Era Vulgaris
- Label : Interscope
- Format : Album / CD Vinyle
- Date de sortie : 12/06/2007
Queens Of The Stone Age débarque avec un nouvel album deux ans aprés Lullabies To Paralyse : Era Vulgaris arrive ces jours-ci, partout, avec sa pochette de tête d'ampoule (il faudra un jour essayer de comprendre pourquoi un disque de Queens Of The Stone Age sur deux à une pochette atroce).
Regardons d'abord le casting : bien sur Mark Lanegan reste dans le coin avec Chris Goss, la base, et sinon après Dave Grohl, Brody Dalle, Billy Gibbons, c'est cette fois Julian Casablancas et Trent Reznor qui sont aller jouer dans le désert.
Heureusement pour nous l'intervention du premier reste fantomatique, Malheursement pour nous l'intervention du second a été retiré de l'album: en effet il chante sur Era Vulgaris, titre finalement absent ! A la différence du très bon Lullabies To Paralyse, le son est bien plus rèche, plus sec. On retrouve un peu le son de batterie et le minimalisme des Eagles Of Death Metal, on aimerai aussi pouvoir identifier l'ami Trent dans de nombreux triffouillages, de nombreuses et heureuses dissonances, venant rendre plus tordu, plus pervers, plus déviant ce nouvel opus.
L'ouverture de l'album se fait dans le passage dingue (à 3min20) dans "Turning The Screw" : à l'aide d'un slide multi samplé et d'une batterie dingue (on imagine bien Jack Black danser la polka la dessus). Après il y a "Sick, Sick, Sick", premier single, structure rythmique parfaite, puis c'est "Into The Hollow" tout en slide guitare et choeurs. Et puis tout le reste coule naturellement. Avec bien sur plein de bonnes surprises dans chaque morceaux.

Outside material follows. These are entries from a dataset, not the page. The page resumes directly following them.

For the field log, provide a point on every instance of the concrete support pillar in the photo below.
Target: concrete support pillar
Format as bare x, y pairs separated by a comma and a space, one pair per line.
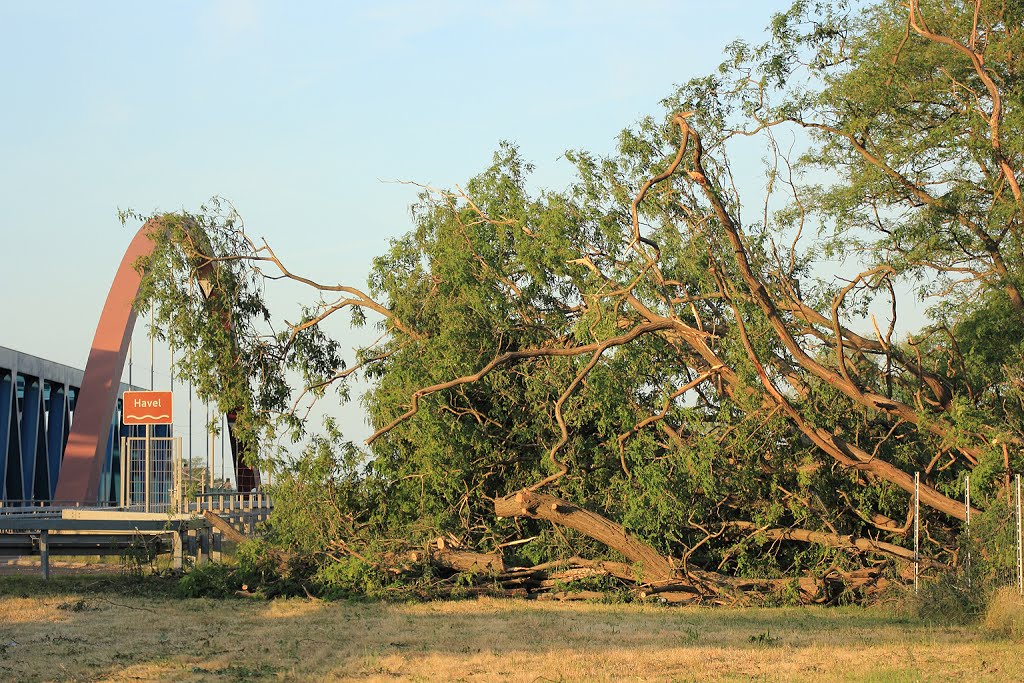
44, 553
203, 555
178, 540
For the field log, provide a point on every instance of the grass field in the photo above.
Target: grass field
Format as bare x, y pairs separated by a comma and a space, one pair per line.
77, 633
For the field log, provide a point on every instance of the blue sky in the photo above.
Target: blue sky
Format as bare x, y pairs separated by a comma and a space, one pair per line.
299, 113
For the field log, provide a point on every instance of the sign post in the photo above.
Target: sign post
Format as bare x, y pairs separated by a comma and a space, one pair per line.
147, 408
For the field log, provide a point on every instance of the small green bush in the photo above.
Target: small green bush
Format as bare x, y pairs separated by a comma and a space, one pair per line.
1005, 615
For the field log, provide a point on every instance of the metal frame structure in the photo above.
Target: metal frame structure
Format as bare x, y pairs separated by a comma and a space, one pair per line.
38, 404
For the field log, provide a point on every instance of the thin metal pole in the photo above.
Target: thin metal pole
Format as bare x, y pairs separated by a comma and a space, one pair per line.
967, 511
189, 432
148, 452
209, 436
1020, 542
916, 530
153, 347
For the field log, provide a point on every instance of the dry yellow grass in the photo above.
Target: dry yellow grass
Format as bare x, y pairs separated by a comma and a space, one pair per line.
105, 637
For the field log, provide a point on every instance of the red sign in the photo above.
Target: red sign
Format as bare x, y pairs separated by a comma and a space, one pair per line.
146, 408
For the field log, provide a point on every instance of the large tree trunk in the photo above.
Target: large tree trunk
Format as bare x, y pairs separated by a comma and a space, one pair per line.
653, 567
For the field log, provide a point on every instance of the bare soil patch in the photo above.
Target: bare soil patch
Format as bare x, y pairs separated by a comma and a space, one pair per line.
91, 636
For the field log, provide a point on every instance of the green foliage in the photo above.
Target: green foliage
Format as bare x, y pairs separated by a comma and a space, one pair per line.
544, 338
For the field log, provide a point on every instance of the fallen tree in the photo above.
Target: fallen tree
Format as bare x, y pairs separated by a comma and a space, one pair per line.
706, 376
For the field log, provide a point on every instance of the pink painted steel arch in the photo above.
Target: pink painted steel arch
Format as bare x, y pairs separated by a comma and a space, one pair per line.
85, 453
83, 460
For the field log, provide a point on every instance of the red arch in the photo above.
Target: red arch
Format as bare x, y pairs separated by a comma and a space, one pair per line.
86, 450
83, 460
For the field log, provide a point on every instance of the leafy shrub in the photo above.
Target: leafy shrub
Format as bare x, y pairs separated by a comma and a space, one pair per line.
1005, 615
212, 580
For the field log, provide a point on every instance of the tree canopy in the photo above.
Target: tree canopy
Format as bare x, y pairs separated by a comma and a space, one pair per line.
701, 339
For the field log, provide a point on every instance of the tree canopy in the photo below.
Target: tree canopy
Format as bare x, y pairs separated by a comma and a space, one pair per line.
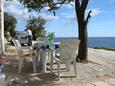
80, 9
9, 25
36, 25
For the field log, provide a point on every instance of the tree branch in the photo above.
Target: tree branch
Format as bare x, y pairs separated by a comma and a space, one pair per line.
77, 6
84, 5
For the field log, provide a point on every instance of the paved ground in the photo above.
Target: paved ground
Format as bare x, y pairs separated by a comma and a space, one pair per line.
100, 71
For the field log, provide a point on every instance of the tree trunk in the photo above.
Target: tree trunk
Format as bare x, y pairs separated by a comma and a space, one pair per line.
82, 53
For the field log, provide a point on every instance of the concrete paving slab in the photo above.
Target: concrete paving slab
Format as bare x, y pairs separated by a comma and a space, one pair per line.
101, 83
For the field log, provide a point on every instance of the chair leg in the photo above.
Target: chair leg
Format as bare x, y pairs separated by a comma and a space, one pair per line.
20, 64
34, 64
58, 64
75, 69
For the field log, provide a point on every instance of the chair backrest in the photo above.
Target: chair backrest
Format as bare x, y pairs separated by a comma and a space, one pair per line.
41, 40
18, 46
68, 49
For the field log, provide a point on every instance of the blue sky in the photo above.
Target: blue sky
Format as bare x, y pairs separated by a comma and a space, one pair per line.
64, 24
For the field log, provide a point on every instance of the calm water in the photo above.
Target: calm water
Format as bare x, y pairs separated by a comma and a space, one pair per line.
95, 41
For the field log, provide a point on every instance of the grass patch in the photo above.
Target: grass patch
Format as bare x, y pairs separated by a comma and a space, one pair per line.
105, 48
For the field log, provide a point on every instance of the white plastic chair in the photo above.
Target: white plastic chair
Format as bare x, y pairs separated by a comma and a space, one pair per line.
19, 49
67, 53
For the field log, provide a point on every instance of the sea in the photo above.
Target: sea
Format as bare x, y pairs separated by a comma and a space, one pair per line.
108, 42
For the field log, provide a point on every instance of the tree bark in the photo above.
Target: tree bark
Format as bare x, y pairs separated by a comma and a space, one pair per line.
82, 28
82, 53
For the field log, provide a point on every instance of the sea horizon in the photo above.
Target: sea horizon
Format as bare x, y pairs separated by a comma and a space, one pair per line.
108, 42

L'enchaînement de perles se fait pour moi après "Make It Wit Chu" (déjà sur les Desert Sessions et sur Over The Years And Through The Woods, m'enfin) avec trois tubes qui s'enchainent: "3's And 7's", "Suture Up Your Future" et enfin la perle de l'album : "River In The Road", la méga claque. Imaginez-vous la fin du monde dans votre quartier, des sirènes de partout, dans un sentiment vague d'odeurs de béton et de soufre. Revoyez Fight Club, puis à deux secondes de la fin, coupez le son de votre Tv, lancez "River In The Road" et vous comprendrez comme moi, que le "Where Is My Mind" des Pixies vient de se trouver un digne cousin au rayon des parfaites chansons déviantes.
L'album s'achève sur "Runnig Joke", une belle ballade où le Josh s'accompage au Wurlitzer. Et curieusement, comme sur "Long Slow Goodbye" de Lullabies, un orchestre à vent nous guide lascivement vers la sortie, comme dans un film.